Making reading exciting for your students can be as easy as helping them find new ways to enjoy and make connections with the books they read. Try these tips that will not only help them understand books, but help bring them to life, too.

  1. Be detectives—If the book your class is reading is a mystery or has an intricate plot, such as Louis Sachar’s Holes, encourage your students to keep a notebook where they jot down clues or important events in the plot. Then as a class you can work on solving the mystery together.
  2. Make it interactive—Considering how quickly technology is advancing, today’s children are sometimes more familiar with computers than pens and paper. If children can connect to books through a medium they are familiar with, it’s one more way to strengthen their experience with and love for reading. Imagine Learning English, for example, offers well over one hundred interactive stories that students can experience through the computer. (Want to learn more? Click here!)
  3. Chow down—Whether it’s green eggs and ham to celebrate Dr. Seuss or butterscotch Krimpets in honor of Maniac Magee, food can definitely bring a book to life. Bringing in a dish mentioned in a book is a great way for students to make connections with the characters and relate with the story.
  4. Write away—Challenge your students to get creative by thinking up and writing down alternate endings to the story, whether it’s an ending they hoped for or a conclusion wackier than the author’s original. Afterwards, discuss the actual ending and why the author chose to end the book that way.
  5. Get artistic—Encourage students to bring the story to life through artwork. For example, you can have them illustrate a scene from the story, design a new book cover, or draw scenes depicting where the characters might be in a year.
  6. Act out—Whether it’s a simple Reader’s Theater or a full-blown class production, acting scenes out or reading aloud can help students connect with the text in an interactive way. This post on bringing difficult narrative to life offers some great, specific tips on Reader’s Theater.
  7. Give choices—If possible, let your students pick their own books to read and help them discover the variety of topics out there. Some of your students might love fantasy and fiction, but others might prefer books on how things work. Children have different interests, so if you can help them discover that there is a book for every interest, you can bring reading alive to them in a new way.
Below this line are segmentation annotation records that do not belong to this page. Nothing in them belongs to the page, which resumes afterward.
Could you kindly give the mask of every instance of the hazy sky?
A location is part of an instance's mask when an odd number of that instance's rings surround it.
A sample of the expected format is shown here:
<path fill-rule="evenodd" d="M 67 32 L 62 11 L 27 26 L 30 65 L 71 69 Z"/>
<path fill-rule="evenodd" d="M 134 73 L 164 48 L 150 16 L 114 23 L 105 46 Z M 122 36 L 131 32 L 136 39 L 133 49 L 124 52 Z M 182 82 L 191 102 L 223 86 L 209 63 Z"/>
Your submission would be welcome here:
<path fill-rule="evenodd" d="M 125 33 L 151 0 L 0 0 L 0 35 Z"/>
Do you have any tips to share? How do you make reading exciting for your students?

3 Comments:

  1. Michelle said...

    I use a reading-aid device that kids in my reading groups really get excited about. It’s an MP3 player that contains audio from their favorite books (part of a program my district employs, Scobre Press). The audiobooks are full of engaging sound effects that not only draw my students into the stories, but also help them uncover the meanings being relayed to them through the text.

    Plus, their vocabulary and fluency has definitely improved through the use of audiobooks like the Book Buddy. My students pick up on words in the text because they are able to see them as they are hearing them in their audiobooks. They ask more questions about words when they hear them, and they have begun to use more advanced vocabulary in conversation.

    Really, I’ve never seen middle school students get so excited about reading before. I think the relatability of the Book Buddy to their personal MP3 players helps them to look at reading as a relevant part of their lives. It’s relates reading to their recreational activities – like listening to music on their iPods – and many of them “listen” ahead in their texts when they’re at home.

    Technology like this should be a definite contender when determining the most effective methods for getting kids excited about their reading.

    • Paige said...

      We definitely agree, Michelle. Children today ingest so much of their information digitally, whether through iPods, text messages, computers games, or websites. Using technology for reading instruction (and other literacy instruction, as well) is a great way to get children excited about reading and language.